А пока я сидел один и ждал, когда мама вернется и накормит меня. Она с киевским дядей Борей ушла в «оперу» – слушать любимого маминого Лемешева. А тетя Соня уехала к заказчикам, которым она что-то шила. Я был один, и мне не давала покоя кобура, которую дядя Борис перед уходом повесил на китайскую ширму. Я давно уже определил, что кобура не пустая. Там был револьвер. Ого-го! Самый настоящий! Я только в кино видел такие. Дядя Борис показывал мне его. Но в руки не дал – тетя Соня не разрешила… А так хотелось хотя бы подержать. «Никто же не увидит! – думал я.
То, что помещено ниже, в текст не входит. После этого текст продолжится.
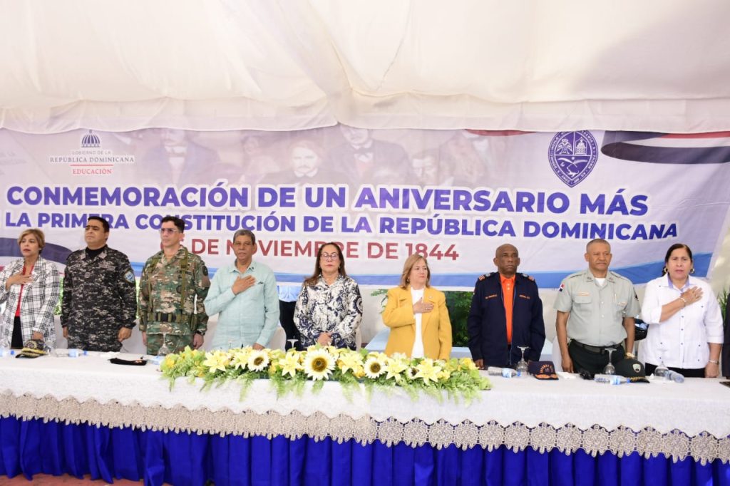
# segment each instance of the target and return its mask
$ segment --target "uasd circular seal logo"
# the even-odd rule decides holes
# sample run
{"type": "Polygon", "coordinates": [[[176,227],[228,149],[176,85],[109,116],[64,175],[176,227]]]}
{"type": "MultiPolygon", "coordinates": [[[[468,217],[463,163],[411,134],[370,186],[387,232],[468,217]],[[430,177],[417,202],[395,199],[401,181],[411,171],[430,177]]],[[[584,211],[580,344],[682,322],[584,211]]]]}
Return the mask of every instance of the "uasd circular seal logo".
{"type": "Polygon", "coordinates": [[[573,188],[583,182],[596,166],[598,144],[587,130],[560,131],[550,142],[548,157],[556,175],[573,188]]]}

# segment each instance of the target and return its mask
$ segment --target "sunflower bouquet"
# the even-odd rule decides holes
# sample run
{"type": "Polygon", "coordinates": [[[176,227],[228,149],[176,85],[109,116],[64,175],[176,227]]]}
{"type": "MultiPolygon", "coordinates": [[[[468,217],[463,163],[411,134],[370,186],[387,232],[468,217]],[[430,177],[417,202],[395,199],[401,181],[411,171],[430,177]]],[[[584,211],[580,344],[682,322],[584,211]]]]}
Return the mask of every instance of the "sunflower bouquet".
{"type": "Polygon", "coordinates": [[[170,387],[178,378],[203,380],[203,388],[235,381],[241,385],[241,398],[254,379],[268,379],[277,394],[301,395],[307,383],[320,391],[325,382],[337,382],[345,396],[364,389],[404,390],[412,399],[426,393],[442,401],[444,392],[451,400],[467,402],[489,390],[488,379],[482,377],[469,358],[448,360],[410,358],[405,355],[388,356],[365,350],[352,351],[331,346],[312,346],[306,351],[254,350],[250,347],[228,351],[204,352],[185,348],[169,355],[160,365],[170,387]]]}

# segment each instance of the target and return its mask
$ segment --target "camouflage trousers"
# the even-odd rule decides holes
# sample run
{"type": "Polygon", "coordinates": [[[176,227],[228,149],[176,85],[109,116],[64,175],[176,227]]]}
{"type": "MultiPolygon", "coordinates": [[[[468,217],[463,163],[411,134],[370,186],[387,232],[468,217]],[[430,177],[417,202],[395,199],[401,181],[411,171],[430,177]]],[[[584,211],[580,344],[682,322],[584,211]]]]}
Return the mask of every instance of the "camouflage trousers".
{"type": "Polygon", "coordinates": [[[119,342],[119,328],[99,330],[85,329],[76,326],[69,326],[69,349],[85,350],[86,351],[119,351],[122,343],[119,342]]]}
{"type": "Polygon", "coordinates": [[[162,338],[170,352],[180,352],[185,346],[193,347],[193,334],[150,334],[147,333],[147,354],[155,355],[162,347],[162,338]]]}

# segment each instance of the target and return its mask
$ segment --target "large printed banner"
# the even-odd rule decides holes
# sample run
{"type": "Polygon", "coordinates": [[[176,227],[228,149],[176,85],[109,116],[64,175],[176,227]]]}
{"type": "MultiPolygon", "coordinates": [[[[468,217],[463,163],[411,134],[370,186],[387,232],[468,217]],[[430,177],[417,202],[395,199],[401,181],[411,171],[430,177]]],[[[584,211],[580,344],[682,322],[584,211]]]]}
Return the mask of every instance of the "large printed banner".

Я даже из кобуры вынимать не буду!».

Думать-то я думал, а руки уже тянулись к кобуре. Она была тяжелой. Значит, не пустая. Сердце замирало, но я открыл кобуру и осторожно потянул выглядывающую оттуда рукоятку. Она удобно улеглась в сжатой ладони. Чуть великовата для нее. И револьвер тянул ее вниз. Тяжеловат. Но приятно тяжеловат. Наверное, от обоймы. А как она вынимается? Я нашел кнопку, нажала на нее, и обойма выскочила в подставленную ладонь. Сверху тускло мерцала пуля. Эх, выстрелить бы разок!.. Я задвинул обойму обратно, теперь надо дослать пулю в патронник. Это-то я знал – сколько раз в кино видел.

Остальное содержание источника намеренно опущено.